My prominent position was no longer necessary and I was reduced to nothing more than a lower level supportive position for which I would work long hours and get paid what would end up equalling minimum wage.
I was shocked. Beyond that I was devastated – these weren’t just big sweeping changes – they were things that I had invested time and energy into, I had sacrificed other opportunities for, and that I really loved and were part of my purpose that brought me satisfaction and fulfillment. This was actually the most disappointing of the mess.
I had other people close to me that were falling apart and relying on me heavily at the same time. Everyone expected me to fix things and wanted my constant support.
And then a health scare popped up.
That was the screeching halt.
All of this within two weeks meant that sweet spot of joy, purpose, and meaning I had felt earlier were a distant memory.
I groaned into each day bracing for the next wave of disappointments.
Eventually the waves stopped crashing against me.
But in the midst of that I chose strategic and specific coping strategies to move through it.
Because sh*t happens and you can’t always control it.
I allowed myself to feel everything – because I knew I could handle it.

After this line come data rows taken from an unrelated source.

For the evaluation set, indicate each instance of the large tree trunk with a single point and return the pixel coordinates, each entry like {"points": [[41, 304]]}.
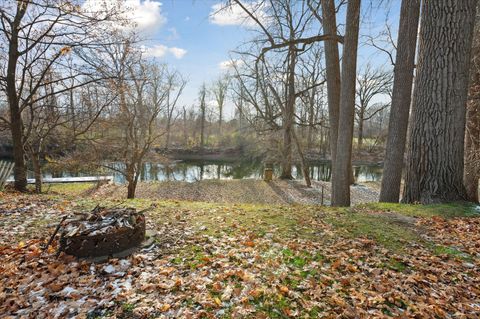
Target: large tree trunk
{"points": [[401, 99], [471, 173], [343, 168], [16, 123], [332, 62], [434, 171]]}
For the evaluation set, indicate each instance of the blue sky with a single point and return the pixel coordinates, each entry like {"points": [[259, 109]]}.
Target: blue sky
{"points": [[207, 44], [184, 34]]}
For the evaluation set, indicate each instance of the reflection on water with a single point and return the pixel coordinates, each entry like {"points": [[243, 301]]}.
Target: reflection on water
{"points": [[191, 171]]}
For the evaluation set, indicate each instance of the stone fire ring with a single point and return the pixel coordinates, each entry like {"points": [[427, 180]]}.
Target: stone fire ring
{"points": [[116, 242]]}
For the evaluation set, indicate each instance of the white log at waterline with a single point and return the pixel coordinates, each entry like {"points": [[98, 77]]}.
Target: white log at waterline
{"points": [[82, 179]]}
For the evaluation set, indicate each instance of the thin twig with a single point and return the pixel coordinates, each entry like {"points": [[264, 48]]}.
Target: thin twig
{"points": [[54, 233]]}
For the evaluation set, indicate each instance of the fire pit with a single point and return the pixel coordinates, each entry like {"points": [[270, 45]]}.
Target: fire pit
{"points": [[103, 232]]}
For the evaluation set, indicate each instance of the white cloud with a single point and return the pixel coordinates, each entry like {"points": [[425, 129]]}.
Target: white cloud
{"points": [[144, 15], [177, 52], [235, 15], [173, 34], [229, 64], [160, 50]]}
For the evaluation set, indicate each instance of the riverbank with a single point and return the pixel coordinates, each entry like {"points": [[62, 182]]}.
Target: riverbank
{"points": [[363, 157], [240, 191], [212, 260]]}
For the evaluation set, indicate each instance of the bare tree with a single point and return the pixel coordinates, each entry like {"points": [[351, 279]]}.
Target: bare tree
{"points": [[176, 84], [434, 171], [471, 175], [219, 90], [372, 95], [401, 98], [38, 36], [202, 95], [342, 175]]}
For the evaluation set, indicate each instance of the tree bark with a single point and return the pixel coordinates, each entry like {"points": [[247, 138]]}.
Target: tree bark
{"points": [[332, 62], [16, 123], [342, 168], [288, 118], [360, 129], [401, 100], [434, 171], [471, 174], [37, 170]]}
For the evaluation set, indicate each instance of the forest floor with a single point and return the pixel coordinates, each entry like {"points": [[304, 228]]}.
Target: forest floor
{"points": [[213, 260], [241, 191]]}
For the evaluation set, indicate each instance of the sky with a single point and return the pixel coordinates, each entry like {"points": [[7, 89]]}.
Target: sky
{"points": [[195, 39]]}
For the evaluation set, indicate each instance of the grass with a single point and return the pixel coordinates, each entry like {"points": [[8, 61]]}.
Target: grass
{"points": [[390, 225]]}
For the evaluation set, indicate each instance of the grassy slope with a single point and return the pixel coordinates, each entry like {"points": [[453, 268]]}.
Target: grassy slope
{"points": [[391, 225]]}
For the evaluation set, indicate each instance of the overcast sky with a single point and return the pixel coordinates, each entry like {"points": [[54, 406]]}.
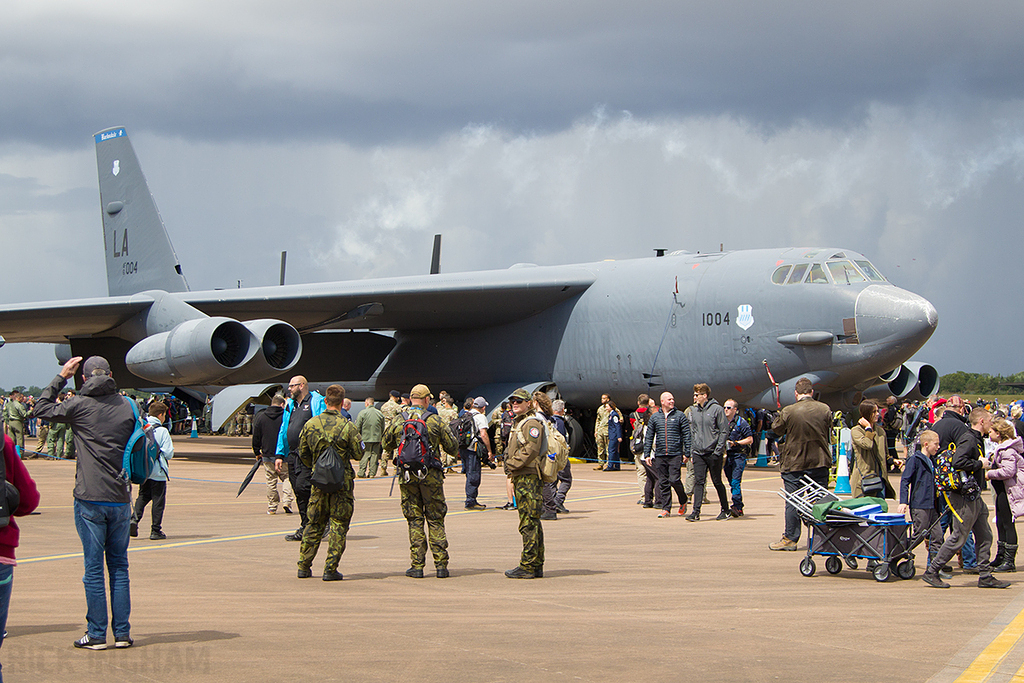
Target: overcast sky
{"points": [[349, 133]]}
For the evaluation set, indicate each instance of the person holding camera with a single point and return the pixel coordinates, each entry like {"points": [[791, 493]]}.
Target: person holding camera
{"points": [[737, 445]]}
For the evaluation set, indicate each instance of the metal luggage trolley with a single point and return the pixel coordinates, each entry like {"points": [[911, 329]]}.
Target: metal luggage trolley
{"points": [[843, 537]]}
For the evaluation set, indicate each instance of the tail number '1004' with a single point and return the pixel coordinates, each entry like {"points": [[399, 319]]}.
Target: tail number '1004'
{"points": [[713, 319]]}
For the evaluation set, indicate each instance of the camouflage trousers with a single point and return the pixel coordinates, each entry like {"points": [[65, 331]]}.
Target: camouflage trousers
{"points": [[333, 511], [529, 501], [424, 501]]}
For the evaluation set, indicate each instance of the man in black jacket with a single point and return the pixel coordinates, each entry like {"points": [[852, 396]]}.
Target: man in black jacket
{"points": [[672, 429], [970, 511], [266, 428], [950, 427], [101, 422]]}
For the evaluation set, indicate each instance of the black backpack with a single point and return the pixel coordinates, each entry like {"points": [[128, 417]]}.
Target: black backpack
{"points": [[10, 498], [415, 456], [464, 430], [329, 471]]}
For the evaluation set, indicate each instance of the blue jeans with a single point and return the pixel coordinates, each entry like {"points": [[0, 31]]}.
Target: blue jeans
{"points": [[734, 466], [103, 530], [471, 466], [6, 582]]}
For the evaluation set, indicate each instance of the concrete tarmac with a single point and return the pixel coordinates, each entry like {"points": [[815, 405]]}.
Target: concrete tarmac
{"points": [[626, 596]]}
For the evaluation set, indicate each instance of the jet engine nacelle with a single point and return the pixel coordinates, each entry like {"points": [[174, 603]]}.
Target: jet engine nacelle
{"points": [[197, 351], [280, 348], [912, 381]]}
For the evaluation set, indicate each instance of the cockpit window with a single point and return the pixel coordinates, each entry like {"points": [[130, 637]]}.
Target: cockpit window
{"points": [[844, 272], [817, 274], [798, 273], [869, 271], [780, 272]]}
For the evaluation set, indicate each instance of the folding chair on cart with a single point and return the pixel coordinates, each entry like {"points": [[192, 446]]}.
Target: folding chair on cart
{"points": [[843, 537]]}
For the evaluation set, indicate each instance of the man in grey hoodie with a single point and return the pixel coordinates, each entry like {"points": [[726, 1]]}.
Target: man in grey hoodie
{"points": [[709, 430], [101, 422]]}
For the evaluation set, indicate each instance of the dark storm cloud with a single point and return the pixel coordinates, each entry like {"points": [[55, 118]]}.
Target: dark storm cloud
{"points": [[398, 71]]}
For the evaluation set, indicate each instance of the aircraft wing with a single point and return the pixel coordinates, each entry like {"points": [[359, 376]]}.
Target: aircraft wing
{"points": [[53, 322], [419, 302]]}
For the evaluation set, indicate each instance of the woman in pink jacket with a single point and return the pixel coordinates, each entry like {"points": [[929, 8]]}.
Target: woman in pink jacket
{"points": [[17, 475], [1007, 474]]}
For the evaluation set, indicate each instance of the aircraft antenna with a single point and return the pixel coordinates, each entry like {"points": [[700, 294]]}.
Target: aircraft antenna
{"points": [[778, 400], [435, 257]]}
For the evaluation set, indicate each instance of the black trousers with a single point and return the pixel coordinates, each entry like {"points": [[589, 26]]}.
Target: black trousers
{"points": [[151, 491], [705, 464], [667, 469]]}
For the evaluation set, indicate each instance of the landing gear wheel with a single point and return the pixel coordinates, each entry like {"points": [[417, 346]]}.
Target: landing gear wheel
{"points": [[905, 569]]}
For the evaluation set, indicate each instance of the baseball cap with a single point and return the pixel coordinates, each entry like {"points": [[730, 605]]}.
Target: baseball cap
{"points": [[94, 363]]}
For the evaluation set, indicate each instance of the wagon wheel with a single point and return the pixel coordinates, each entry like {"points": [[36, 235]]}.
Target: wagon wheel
{"points": [[905, 569]]}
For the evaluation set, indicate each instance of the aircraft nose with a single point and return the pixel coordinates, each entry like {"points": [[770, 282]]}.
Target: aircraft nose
{"points": [[892, 314]]}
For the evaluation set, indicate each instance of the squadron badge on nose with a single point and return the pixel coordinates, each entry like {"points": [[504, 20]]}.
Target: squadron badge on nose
{"points": [[745, 317]]}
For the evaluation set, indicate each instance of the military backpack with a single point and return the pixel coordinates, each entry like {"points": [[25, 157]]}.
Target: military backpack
{"points": [[415, 456], [463, 428]]}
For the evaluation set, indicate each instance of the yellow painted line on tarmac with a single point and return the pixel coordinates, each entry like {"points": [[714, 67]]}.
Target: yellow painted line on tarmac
{"points": [[986, 663]]}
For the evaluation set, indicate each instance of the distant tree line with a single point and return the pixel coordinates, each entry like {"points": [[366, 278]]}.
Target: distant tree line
{"points": [[961, 382]]}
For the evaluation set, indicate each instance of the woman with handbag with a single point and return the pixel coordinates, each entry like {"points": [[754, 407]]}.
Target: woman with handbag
{"points": [[1006, 471], [867, 476]]}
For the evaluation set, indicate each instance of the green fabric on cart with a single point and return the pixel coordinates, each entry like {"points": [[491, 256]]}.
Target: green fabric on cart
{"points": [[820, 509]]}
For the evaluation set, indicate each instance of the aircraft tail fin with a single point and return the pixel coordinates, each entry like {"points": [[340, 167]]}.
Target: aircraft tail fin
{"points": [[139, 255]]}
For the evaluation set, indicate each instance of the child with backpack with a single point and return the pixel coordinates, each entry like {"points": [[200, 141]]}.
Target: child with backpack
{"points": [[155, 487]]}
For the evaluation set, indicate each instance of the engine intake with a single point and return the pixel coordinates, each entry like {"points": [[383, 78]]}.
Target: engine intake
{"points": [[281, 347], [197, 351]]}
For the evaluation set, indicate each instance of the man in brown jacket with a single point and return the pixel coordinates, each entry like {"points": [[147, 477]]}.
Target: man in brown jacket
{"points": [[806, 425]]}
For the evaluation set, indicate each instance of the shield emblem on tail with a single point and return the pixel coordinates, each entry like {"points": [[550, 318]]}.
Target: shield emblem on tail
{"points": [[745, 315]]}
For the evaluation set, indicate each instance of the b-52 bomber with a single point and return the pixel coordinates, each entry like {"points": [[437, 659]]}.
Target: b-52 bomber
{"points": [[734, 319]]}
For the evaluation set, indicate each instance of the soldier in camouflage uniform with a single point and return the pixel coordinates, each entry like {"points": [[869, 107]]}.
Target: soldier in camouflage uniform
{"points": [[391, 411], [522, 465], [14, 417], [423, 500], [601, 431], [328, 428]]}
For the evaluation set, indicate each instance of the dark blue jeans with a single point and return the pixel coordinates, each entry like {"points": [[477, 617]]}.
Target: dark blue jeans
{"points": [[734, 465], [103, 530], [471, 466], [968, 551], [792, 481]]}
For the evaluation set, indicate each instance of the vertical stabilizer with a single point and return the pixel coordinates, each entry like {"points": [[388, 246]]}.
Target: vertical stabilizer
{"points": [[139, 255]]}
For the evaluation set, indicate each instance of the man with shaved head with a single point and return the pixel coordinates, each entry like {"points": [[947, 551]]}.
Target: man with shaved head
{"points": [[301, 406]]}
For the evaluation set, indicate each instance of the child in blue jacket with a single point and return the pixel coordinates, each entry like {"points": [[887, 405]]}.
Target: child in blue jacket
{"points": [[916, 492]]}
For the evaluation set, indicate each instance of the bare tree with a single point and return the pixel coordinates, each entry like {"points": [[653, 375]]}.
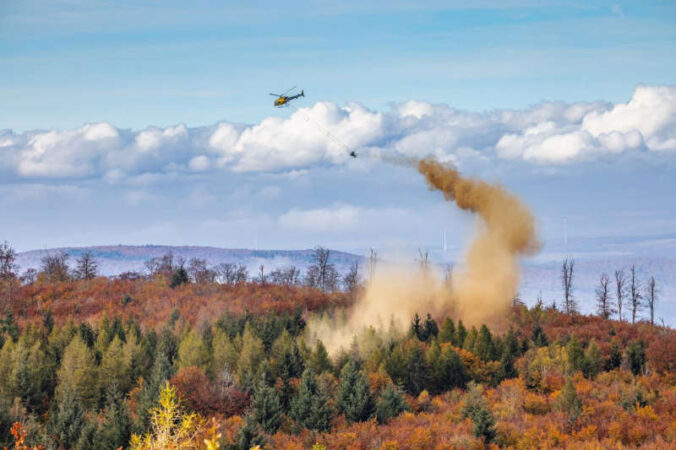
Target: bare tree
{"points": [[424, 260], [8, 269], [199, 272], [603, 297], [620, 291], [29, 276], [322, 274], [567, 283], [261, 274], [352, 279], [285, 276], [55, 267], [651, 298], [634, 294], [373, 261], [162, 265], [86, 267]]}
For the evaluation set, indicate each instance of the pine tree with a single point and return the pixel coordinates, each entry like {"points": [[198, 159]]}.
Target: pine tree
{"points": [[484, 344], [431, 329], [192, 351], [447, 332], [150, 392], [250, 435], [179, 277], [115, 430], [593, 360], [460, 334], [267, 409], [310, 408], [67, 419], [417, 370], [575, 354], [570, 403], [354, 396], [539, 337], [636, 357], [484, 424], [319, 359], [390, 404]]}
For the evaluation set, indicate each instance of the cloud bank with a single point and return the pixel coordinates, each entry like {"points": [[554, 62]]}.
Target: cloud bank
{"points": [[545, 134]]}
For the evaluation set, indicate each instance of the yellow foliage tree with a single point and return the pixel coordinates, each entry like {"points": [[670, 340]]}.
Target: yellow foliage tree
{"points": [[172, 428]]}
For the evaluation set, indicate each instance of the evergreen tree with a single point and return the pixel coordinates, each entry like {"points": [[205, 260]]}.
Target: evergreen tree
{"points": [[67, 419], [615, 358], [417, 370], [460, 334], [539, 338], [484, 424], [390, 404], [250, 435], [570, 403], [78, 372], [451, 371], [575, 354], [484, 344], [115, 430], [150, 392], [447, 332], [310, 408], [417, 329], [179, 277], [192, 351], [431, 329], [354, 397], [636, 357], [593, 360], [319, 359], [267, 409]]}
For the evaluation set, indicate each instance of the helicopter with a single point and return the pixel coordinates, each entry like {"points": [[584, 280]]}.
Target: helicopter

I immediately set boundaries in my life to create time and space that would protect the energy and health in my home. I maintained absolute professionalism by compartmentalizing the events of my life so I could direct my focus intentionally and choose my behavior methodically.
I made it through the storm, looked back at the rubble and selected what I would take from it, how I could reframe it, and who to leave behind from it…and then I focused on moving forward.
This is the formula for success.
Sure I was disappointed – I didn’t ignore that or shut myself off to it.
I was reeling from losing my friend and confidante, my trusted advisors, my favorite place to work and felt disillusioned.
Instead of this mature mesh of grown ups that I thought I had selected and invited into my life, I felt as though I was surrounded by flakes and losers.
This is not unique.
Stuff like this happens to everyone.
We shouldn’t be surprised, but we are.
We grow up thinking life will be fair.
We hear about how if you put goodness into the universe, it will return goodness to you.
To treat others as you want to be treated.
And in a way, because it would be fair, sometimes we expect it – or at least don’t question it.
I’m healthy and balanced. I’m not a pushover or a doormat. And I am methodical in how I live my life and how I treat people.
Not just anyone is part of my life – I make sure I have healthy, grounded, awesome people around on purpose.
Until they aren’t.
And sometimes it’s not your fault.
Let’s face it – you know it – life is not always fair.
People are not reliable.
Even the best will disappoint, be hurtful, and leave you behind.
You can choose to be reduced by it. Or you can choose to be strengthened by it.
Was I going to weep over these losses? I don’t have that kind of time and energy to waste.
Resilient people can be let down, disappointed, and hurt and feel the depth and weight of that emotion and still be able to function in their lives.
Not only do they function, they don’t avoid their feelings or run away from them – they tolerate the emotional discomfort and move through it and come out the other end.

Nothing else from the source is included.